Partnership Working in Reducing Drug Related Deaths

A post by guest blogger David Henderson, Head of Substance Misuse Services, South Tyneside NHS Foundation Trust

Drug use is a risky business and sadly as a consequence of this activity drug related deaths do occur. It would seem that each area responds to dug related deaths differently and this is dependent on local needs.

In December 2011 the number of recorded drug related deaths in Gateshead had reached 19 for the year (January–December) and there was concern about the numbers from all partners. The local media picked up on it and were fanning the flames that it was unacceptable (quite rightly) but through their reporting there tended to be miscommunication and wanting to hold people to account. One of the issues raised was that drug treatment wasn’t working and too much Methadone was being prescribed.

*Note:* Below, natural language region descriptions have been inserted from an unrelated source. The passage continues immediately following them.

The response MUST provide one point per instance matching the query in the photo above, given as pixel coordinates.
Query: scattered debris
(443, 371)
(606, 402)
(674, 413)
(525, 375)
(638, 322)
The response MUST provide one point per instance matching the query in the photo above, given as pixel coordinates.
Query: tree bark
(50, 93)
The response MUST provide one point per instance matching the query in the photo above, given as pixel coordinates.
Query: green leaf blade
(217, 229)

In response to the increased numbers of deaths we tackled the problem in a balanced way whereby we could address miscommunication issues as local partners took a joint partnership approach. The agencies included were the Substance Misuse Service, the Local Authority Community Safety department, GPs, Pharmacists and the Police.

A number of initiatives were undertaken:

  • Awareness sessions with GPs and Pharmacists in the shared care scheme;
  • Overdose awareness training with service users;
  • Providing Methadone boxes to all service users;
  • The Drug Related Deaths Group, investigated every drug related death and shared any learning with GPs, Pharmacists and other partners.

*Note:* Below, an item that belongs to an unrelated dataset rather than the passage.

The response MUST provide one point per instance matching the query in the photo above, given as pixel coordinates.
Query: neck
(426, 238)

One of the initiatives to reduce drug related deaths was to develop a near miss project between the substance misuse service and the local general hospital. This entailed developing a care pathway that saw substance misuse staff visiting the hospital daily, to assess and provide harm reduction advice to service users who had attended. Service users seen attended for a number of reasons but a significant proportion were overdoses from drugs.

Outcomes for the development were that service users have been referred to drug services if not known. If service users are known to treatment services we let all professionals know that within 24 hours. This included GPs, Pharmacist and practitioners. A welfare check or follow up is undertaken to ensure that service user is ok when they leave hospital. In its first year since we started this service there was a noticeable reduction in drug-related deaths, from 19 in 2011 to five in 2012.

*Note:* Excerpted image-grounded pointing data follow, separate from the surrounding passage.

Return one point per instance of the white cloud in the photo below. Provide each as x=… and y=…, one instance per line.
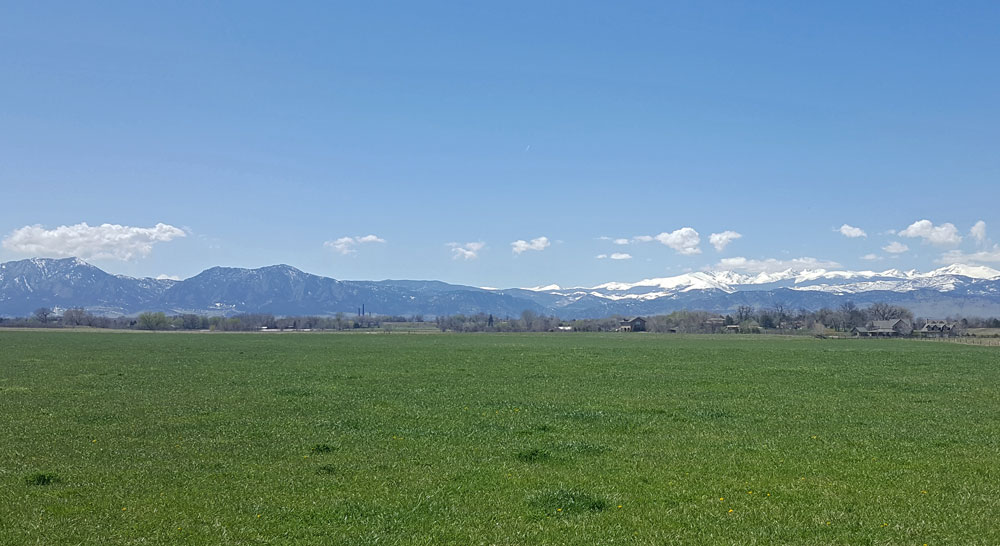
x=945, y=234
x=895, y=247
x=538, y=243
x=721, y=240
x=106, y=241
x=991, y=256
x=348, y=245
x=466, y=251
x=978, y=232
x=684, y=240
x=852, y=232
x=772, y=265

What worked? There are a number of reasons as to why drug related deaths have reduced but I believe the key element has been partnership working between different agencies. It’s not rocket science but we put service users first and forgot our professional and political differences. Other elements included our belief that we needed a pragmatic approach based on the principles of harm reduction.

In July 2013 the substance misuse service won the Health Service Journal and Nursing Times, Care Integration Award which is an award given to health services which provide high quality, effective and seamless care to service users.